Management of business secrets, whether formal trade secrets, confidential information or data requires a pragmatic approach, with a people-centric focus on strategic management across the organisation.
2. Establish an IP register to track IP in the organisation.
This should:
- Include all forms of IP associated with the organisation’s products, services and projects
- Contain both IP created internally and IP imported from external sources
- Track any encumbrances for external IP, e.g. associated licenses
- Categorise IP as core or non-core (and potentially as not-used)
- Link IP to products and services to allow IP disassembly for exit
- Support a culture within the organisation that recognises the value of the IP created
It is important to capture the IP generated in the business, but also important to understand what IP is imported into the business and how those IPs relate to the various products and services developed.
As a minimum requirement an IP register for a software and data-intensive organisation should capture:
- The form of the IP – patent, trade mark, copyright (source code), etc.
- What products or services the IP is linked to and whether its core or non-core
- For internal IP the creator, date of creation, a sensitivity level (public, private, confidential etc)
- For external IP the source (e.g. URL), associated license (license type for Open Source), version number
The information from the IP register can be used to build structured views of the IP.
The register may be filtered and sorted along various fields, but for the purposes of providing a structured view of how the IP supports products and services it may be more helpful to create a linking grid view.
This can be done using pivot tables in Excel or database queries. However, it is created the view should provide the linkages between products/services and the IP, and show which IPs are core, non-core or even unused.
Once the organisation has a structured view of its IP it is able to make better informed decisions on maintaining, sharing and exiting the IP.

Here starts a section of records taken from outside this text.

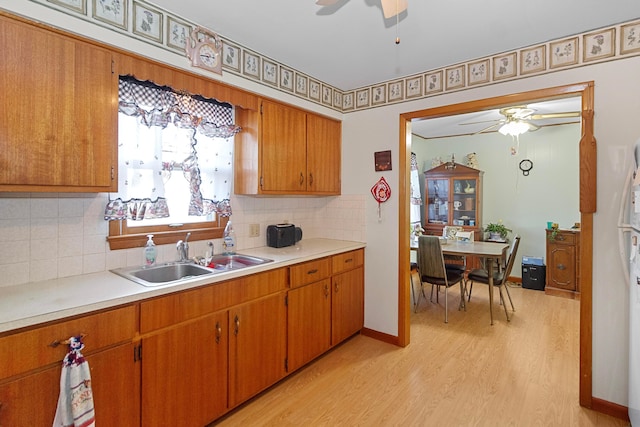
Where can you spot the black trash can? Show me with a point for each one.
(533, 276)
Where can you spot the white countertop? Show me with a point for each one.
(33, 303)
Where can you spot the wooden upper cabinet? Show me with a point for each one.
(58, 112)
(283, 147)
(324, 151)
(285, 150)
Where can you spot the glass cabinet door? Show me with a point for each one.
(464, 202)
(438, 201)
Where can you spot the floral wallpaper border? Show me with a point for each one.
(152, 24)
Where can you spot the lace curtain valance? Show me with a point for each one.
(158, 133)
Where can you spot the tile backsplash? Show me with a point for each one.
(50, 235)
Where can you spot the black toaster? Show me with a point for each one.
(281, 235)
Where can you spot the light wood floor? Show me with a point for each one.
(464, 373)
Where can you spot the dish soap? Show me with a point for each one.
(150, 252)
(229, 240)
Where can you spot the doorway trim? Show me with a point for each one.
(587, 159)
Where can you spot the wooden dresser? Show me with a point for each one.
(563, 262)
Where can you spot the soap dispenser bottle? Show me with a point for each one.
(150, 252)
(229, 240)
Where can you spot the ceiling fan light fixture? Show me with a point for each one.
(392, 8)
(514, 128)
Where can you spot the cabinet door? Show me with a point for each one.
(283, 148)
(257, 346)
(31, 400)
(464, 202)
(59, 125)
(184, 373)
(437, 201)
(561, 269)
(323, 155)
(309, 323)
(116, 386)
(347, 315)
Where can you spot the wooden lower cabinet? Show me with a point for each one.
(184, 373)
(30, 400)
(309, 324)
(563, 263)
(257, 346)
(347, 310)
(329, 310)
(30, 370)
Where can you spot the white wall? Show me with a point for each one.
(617, 106)
(524, 203)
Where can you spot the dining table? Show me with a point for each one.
(490, 251)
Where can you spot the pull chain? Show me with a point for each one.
(397, 23)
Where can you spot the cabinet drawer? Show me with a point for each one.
(172, 309)
(347, 261)
(24, 351)
(309, 272)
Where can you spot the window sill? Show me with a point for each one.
(163, 237)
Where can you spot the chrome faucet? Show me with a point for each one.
(183, 249)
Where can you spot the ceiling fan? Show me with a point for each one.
(517, 120)
(390, 8)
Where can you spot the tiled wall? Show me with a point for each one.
(46, 236)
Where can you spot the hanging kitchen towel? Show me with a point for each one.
(75, 404)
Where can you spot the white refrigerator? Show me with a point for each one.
(629, 241)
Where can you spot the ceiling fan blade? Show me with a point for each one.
(487, 128)
(555, 115)
(483, 121)
(392, 7)
(532, 127)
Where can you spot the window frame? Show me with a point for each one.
(122, 236)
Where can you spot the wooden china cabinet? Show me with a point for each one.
(453, 196)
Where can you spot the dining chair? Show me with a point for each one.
(500, 278)
(454, 262)
(432, 270)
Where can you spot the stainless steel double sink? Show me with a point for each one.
(175, 272)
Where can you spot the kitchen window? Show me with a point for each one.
(175, 157)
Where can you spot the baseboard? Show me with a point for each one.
(380, 336)
(610, 408)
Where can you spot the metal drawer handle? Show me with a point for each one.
(56, 343)
(218, 332)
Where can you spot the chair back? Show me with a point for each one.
(511, 259)
(430, 259)
(449, 231)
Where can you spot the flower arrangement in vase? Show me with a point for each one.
(497, 230)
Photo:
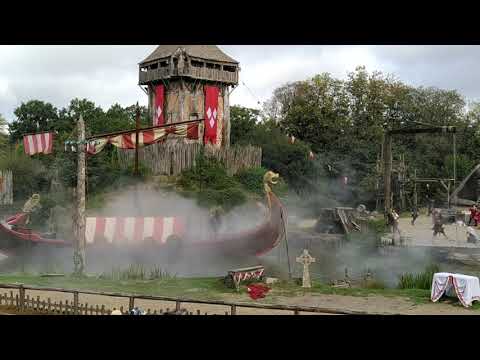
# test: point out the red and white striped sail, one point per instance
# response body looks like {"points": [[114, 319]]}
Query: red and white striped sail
{"points": [[145, 137], [132, 229], [38, 143]]}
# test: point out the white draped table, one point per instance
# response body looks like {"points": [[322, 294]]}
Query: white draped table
{"points": [[465, 287]]}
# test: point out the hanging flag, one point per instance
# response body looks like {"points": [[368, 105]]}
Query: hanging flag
{"points": [[211, 112], [38, 143], [145, 137], [158, 118], [192, 131]]}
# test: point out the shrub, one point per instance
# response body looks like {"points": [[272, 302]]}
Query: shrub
{"points": [[252, 179], [210, 184], [421, 280], [29, 175]]}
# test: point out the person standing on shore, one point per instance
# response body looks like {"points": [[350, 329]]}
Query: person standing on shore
{"points": [[473, 215]]}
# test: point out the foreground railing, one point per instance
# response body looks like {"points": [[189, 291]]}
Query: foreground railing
{"points": [[23, 303]]}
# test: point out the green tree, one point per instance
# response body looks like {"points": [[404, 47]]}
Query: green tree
{"points": [[244, 121], [31, 117]]}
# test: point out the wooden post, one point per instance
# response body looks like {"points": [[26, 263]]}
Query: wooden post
{"points": [[79, 248], [75, 303], [387, 177], [21, 291], [137, 127], [415, 199]]}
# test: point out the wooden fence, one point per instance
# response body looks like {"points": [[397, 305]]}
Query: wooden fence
{"points": [[26, 304], [6, 187], [171, 158]]}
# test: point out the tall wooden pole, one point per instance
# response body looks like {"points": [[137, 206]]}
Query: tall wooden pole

An exit strategy either through sale or M&A is likely to require the organisation to identify and manage core vs platform specific IP in order to cleanly separate particular products or services for sale – this is known as the IP disassembly problem. The IP disassembly (IPD) problem is defined as the problem of finding a contractual arrangement for allocation of IP rights and licenses that allows for separating and disintegrating a company, business unit, project entity, resource set, or IP unit in order to enable a transaction, organizational transfer, or dissolution of it. Key to managing the associated risks is having an ex ante structured view of the parent company’s IP for each product and the core / common IP.